Comparisons to Phi‑3, Llama 3, Mistral

  • Multiple commenters feel Gemma 2 (especially 2.6B/9B) scores worse than Microsoft’s Phi‑3 in standard benchmarks.
  • Others counter that Phi‑3 appears overfit to benchmarks and underperforms in interactive settings (LMSYS ELO, subjective tests).
  • Gemma 2–27B reportedly ranks near Llama‑3‑70B, GPT‑4, and Claude Sonnet on Chatbot Arena; some personal tests disagree and find Llama‑3‑70B clearly stronger.
  • Accusations of “parameter creep” (9B vs 7–8B peers) and mixed views on whether comparisons are fair.

Context Window & Inference

  • 8K context with a 4K sliding window is seen as a speed–quality tradeoff; some criticize it as too small for serious RAG, others say “effective” 8K is preferable to nominal 32K with degradation.
  • Ollama currently halves context when hitting the limit, which appears to destabilize Gemma 2–27B in some setups; maintainers plan to change this to hard-limit behavior.

Quantization & Local Use

  • 4-bit GGUF versions are popular for local deployment; people debate how much quantization actually hurts quality, with papers cited suggesting subtle regressions, especially on factual tasks.
  • Subjective reports range from “indistinguishable from full precision” to visible degradation in edge cases.

Safety, Alignment & Capabilities

  • Self‑proliferation abilities (e.g., autonomously setting up remote LLMs) reportedly score 0/10 in internal tests; some argue this reflects incapability more than true alignment.
  • Training data is filtered for “unsafe” content; some see this as necessary liability management, others question value given the same information is easy to find via web search.

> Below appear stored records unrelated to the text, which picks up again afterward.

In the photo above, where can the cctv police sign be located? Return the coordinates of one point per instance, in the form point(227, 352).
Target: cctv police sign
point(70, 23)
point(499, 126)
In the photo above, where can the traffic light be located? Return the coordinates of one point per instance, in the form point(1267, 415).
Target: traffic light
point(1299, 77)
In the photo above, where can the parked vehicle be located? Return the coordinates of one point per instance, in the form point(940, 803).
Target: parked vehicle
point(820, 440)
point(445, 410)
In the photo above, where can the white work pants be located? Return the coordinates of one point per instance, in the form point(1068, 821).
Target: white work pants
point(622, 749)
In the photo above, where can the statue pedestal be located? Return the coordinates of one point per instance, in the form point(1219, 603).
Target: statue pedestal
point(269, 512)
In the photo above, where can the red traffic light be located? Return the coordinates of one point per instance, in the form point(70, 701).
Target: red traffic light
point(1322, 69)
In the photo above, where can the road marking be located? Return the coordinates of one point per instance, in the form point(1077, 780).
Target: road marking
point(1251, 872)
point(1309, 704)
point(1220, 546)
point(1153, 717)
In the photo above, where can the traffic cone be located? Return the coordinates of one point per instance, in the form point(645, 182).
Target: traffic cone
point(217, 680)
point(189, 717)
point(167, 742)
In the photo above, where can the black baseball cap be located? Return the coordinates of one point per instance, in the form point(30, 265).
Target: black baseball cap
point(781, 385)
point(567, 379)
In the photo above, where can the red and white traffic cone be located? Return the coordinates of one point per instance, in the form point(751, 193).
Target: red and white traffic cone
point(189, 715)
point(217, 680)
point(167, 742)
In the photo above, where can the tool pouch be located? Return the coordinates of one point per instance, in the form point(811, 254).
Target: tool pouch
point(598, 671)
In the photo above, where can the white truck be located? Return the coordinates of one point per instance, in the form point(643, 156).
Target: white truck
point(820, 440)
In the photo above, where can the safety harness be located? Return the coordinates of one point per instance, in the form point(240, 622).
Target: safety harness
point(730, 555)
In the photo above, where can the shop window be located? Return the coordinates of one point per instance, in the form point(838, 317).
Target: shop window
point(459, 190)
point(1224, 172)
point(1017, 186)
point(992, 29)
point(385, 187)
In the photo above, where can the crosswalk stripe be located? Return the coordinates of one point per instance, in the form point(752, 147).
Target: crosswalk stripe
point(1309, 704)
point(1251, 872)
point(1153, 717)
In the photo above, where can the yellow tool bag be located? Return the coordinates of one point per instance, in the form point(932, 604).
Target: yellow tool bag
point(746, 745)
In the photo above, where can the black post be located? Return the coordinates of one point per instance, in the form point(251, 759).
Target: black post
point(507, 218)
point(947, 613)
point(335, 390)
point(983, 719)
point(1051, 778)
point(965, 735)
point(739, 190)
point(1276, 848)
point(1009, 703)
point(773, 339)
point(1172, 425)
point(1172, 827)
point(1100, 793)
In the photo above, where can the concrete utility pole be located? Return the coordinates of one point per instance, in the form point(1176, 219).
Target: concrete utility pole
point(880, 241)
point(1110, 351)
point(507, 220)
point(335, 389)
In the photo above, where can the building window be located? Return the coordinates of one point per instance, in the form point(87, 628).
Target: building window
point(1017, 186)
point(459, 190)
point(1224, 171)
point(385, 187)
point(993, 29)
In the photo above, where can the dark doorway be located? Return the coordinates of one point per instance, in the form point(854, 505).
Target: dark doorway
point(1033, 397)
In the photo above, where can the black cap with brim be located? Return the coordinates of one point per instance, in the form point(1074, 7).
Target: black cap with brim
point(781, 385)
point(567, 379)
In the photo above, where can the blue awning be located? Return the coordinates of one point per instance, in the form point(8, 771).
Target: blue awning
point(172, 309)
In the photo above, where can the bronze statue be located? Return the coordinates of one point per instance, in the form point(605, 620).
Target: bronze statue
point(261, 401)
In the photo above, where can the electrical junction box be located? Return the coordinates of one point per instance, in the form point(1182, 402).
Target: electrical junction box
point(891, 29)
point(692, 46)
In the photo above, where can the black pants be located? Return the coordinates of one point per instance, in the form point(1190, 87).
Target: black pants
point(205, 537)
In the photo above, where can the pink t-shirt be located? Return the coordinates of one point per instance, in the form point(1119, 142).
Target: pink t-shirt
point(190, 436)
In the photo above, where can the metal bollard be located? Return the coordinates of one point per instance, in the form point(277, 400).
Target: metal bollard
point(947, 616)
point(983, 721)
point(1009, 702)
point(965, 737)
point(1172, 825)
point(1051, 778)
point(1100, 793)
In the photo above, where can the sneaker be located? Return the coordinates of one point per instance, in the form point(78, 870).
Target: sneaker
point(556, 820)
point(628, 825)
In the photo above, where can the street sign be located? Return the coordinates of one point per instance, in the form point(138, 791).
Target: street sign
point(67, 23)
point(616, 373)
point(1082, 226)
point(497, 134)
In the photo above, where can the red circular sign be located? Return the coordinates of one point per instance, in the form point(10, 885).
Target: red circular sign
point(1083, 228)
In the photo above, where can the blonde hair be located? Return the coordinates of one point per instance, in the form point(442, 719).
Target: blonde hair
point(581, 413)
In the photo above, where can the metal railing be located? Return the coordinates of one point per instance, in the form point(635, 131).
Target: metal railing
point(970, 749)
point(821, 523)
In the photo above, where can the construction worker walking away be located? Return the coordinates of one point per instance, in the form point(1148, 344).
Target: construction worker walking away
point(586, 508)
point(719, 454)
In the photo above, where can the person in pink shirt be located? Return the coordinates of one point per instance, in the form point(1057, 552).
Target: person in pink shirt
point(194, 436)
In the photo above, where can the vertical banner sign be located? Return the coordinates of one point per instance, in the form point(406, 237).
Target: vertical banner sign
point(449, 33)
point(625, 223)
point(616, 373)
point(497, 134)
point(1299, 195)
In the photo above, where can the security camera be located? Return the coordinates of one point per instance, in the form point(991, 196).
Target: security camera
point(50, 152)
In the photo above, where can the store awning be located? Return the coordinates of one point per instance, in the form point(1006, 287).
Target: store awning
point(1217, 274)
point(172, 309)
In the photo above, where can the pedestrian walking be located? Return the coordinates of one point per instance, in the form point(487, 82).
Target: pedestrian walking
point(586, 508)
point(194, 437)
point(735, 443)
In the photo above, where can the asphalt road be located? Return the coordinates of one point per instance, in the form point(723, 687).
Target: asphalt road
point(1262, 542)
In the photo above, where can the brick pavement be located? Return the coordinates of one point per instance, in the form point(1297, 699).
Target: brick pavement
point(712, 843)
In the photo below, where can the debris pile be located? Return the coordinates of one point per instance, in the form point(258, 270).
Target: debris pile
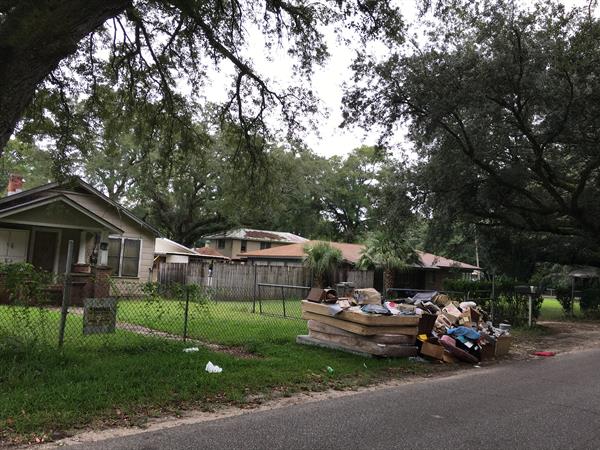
point(428, 323)
point(450, 331)
point(359, 324)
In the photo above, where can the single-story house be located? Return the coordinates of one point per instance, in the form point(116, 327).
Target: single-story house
point(428, 273)
point(166, 250)
point(234, 242)
point(37, 224)
point(210, 254)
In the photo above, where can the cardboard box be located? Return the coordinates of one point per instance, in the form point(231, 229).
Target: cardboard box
point(449, 358)
point(432, 350)
point(452, 313)
point(496, 349)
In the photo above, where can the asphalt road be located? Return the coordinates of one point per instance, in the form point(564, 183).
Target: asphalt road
point(552, 403)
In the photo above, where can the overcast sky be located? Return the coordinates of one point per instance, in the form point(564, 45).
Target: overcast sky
point(327, 84)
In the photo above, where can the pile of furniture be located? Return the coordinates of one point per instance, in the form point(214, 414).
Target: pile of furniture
point(343, 324)
point(429, 324)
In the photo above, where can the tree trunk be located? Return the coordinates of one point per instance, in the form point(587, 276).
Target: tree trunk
point(388, 281)
point(35, 35)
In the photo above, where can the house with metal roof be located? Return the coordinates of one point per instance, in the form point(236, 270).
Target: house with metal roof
point(37, 224)
point(232, 243)
point(428, 273)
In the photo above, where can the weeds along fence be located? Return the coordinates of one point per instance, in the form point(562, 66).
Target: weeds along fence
point(503, 304)
point(146, 314)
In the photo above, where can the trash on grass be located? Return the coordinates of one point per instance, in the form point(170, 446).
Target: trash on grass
point(211, 368)
point(544, 353)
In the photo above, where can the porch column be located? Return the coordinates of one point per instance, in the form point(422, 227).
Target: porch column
point(82, 245)
point(103, 252)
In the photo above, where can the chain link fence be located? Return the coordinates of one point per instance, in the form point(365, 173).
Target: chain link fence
point(141, 313)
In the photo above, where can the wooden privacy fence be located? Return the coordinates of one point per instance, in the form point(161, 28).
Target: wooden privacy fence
point(246, 282)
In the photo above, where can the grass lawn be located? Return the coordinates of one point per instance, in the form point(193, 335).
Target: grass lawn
point(226, 322)
point(124, 377)
point(551, 310)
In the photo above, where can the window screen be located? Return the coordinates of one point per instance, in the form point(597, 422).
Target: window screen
point(131, 257)
point(114, 255)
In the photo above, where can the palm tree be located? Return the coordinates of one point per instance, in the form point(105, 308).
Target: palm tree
point(322, 259)
point(389, 254)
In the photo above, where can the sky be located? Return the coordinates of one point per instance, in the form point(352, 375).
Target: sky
point(327, 83)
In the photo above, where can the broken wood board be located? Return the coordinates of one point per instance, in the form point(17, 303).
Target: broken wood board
point(357, 328)
point(398, 339)
point(307, 340)
point(362, 318)
point(364, 345)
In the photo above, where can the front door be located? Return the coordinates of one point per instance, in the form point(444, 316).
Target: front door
point(44, 250)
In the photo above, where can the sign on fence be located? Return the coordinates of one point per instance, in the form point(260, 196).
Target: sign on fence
point(99, 315)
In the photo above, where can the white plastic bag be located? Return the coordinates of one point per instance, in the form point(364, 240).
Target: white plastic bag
point(211, 368)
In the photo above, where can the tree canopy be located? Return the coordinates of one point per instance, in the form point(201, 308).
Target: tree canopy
point(502, 105)
point(54, 51)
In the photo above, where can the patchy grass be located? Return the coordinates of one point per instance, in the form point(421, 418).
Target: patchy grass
point(536, 331)
point(552, 310)
point(228, 323)
point(124, 378)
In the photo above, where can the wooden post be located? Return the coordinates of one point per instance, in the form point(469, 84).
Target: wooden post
point(283, 300)
point(186, 313)
point(254, 292)
point(66, 293)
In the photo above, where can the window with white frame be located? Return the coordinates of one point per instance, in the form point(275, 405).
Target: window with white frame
point(124, 256)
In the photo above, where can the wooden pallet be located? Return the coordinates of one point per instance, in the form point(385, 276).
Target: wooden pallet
point(361, 318)
point(397, 339)
point(365, 330)
point(363, 348)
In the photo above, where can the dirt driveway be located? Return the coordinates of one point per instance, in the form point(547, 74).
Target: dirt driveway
point(559, 337)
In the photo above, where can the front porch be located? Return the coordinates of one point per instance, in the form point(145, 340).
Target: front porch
point(39, 232)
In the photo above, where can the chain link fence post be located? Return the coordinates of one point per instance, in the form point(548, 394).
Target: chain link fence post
point(186, 313)
point(66, 294)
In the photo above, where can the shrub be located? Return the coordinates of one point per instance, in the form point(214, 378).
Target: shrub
point(25, 284)
point(563, 295)
point(590, 302)
point(508, 305)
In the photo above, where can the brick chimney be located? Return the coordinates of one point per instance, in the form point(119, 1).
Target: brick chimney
point(15, 184)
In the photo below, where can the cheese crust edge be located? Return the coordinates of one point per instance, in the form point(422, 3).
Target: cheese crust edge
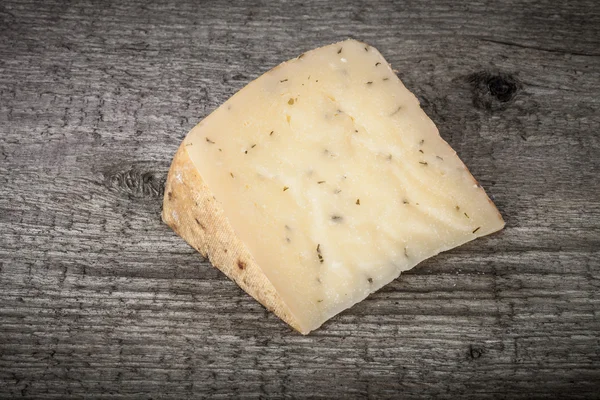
point(191, 210)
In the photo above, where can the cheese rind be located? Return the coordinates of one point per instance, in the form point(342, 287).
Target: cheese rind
point(333, 179)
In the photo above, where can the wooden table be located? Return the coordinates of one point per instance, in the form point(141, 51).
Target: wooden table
point(98, 298)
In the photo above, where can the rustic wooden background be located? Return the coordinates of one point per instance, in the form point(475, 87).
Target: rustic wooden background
point(99, 299)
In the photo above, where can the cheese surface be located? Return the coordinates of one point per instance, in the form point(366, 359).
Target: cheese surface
point(335, 179)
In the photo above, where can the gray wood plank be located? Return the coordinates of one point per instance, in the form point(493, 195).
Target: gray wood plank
point(98, 298)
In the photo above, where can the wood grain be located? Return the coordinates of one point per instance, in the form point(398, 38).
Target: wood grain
point(99, 299)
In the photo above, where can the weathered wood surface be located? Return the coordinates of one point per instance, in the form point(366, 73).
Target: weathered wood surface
point(99, 298)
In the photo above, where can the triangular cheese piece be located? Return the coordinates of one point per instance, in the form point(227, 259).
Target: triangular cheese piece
point(319, 182)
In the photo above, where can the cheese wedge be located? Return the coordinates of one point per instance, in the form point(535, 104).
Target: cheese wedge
point(320, 182)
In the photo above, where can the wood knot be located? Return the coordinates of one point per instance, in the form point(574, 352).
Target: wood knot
point(493, 91)
point(137, 181)
point(475, 352)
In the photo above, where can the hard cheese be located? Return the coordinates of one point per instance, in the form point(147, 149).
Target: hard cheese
point(319, 182)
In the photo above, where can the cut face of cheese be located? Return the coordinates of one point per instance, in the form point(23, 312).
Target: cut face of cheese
point(330, 178)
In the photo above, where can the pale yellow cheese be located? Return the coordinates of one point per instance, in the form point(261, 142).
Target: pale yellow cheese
point(335, 179)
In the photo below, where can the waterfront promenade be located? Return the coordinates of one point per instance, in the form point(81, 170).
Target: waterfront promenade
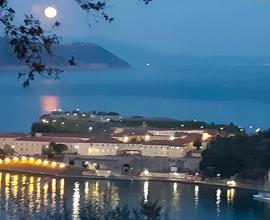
point(51, 168)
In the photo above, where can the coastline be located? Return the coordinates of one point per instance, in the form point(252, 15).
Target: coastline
point(220, 183)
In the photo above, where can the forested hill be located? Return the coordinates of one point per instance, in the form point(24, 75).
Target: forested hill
point(87, 55)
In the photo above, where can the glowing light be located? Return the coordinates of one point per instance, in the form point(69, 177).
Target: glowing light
point(24, 158)
point(15, 158)
point(206, 136)
point(172, 138)
point(146, 172)
point(174, 187)
point(7, 160)
point(50, 12)
point(39, 161)
point(126, 139)
point(145, 191)
point(76, 201)
point(231, 183)
point(62, 165)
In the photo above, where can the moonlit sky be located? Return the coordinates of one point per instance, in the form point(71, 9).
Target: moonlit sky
point(191, 27)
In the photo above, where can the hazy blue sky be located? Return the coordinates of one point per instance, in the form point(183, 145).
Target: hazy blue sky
point(197, 27)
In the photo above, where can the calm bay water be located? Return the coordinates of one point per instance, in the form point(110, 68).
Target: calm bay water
point(239, 94)
point(35, 197)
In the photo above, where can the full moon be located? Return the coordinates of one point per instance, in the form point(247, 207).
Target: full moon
point(50, 12)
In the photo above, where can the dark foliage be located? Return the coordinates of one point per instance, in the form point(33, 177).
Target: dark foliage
point(31, 43)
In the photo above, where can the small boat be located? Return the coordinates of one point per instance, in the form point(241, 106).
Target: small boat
point(264, 193)
point(264, 196)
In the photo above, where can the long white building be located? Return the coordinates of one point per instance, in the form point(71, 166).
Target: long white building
point(144, 144)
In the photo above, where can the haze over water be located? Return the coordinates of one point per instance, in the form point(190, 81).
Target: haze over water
point(220, 94)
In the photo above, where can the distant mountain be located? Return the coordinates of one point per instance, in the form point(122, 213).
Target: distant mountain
point(87, 56)
point(139, 55)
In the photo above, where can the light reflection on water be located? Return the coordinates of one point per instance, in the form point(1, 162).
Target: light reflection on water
point(35, 196)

Benchmarks vs Real Use & Task Fit

  • Benchmarks show Gemma 2 9B lagging Phi‑3 Small on many academic tasks; users report Gemma 2 may be better as a general assistant and conversational model.
  • Mixed experiences on coding: some find Gemma 2 structured and pleasant (no verbose preamble), others report severe nonsense on long code outputs or heavy context.
  • Noted strength: 27B appears unusually strong at multilingual translation, including less common languages, though this is absent from the paper’s emphasis.

APIs, Licensing & Cloud UX

  • Licensing matches Gemma 1; terms are proprietary but permit broad use.
  • Some praise AI Studio’s simplicity vs Google Cloud / Vertex; many complain GCP billing, region restrictions, and documentation are confusing compared to OpenAI/Mistral-style APIs.
  • There is a preview OpenAI-compatible endpoint for Gemini on Vertex, but token/auth model makes drop‑in use harder.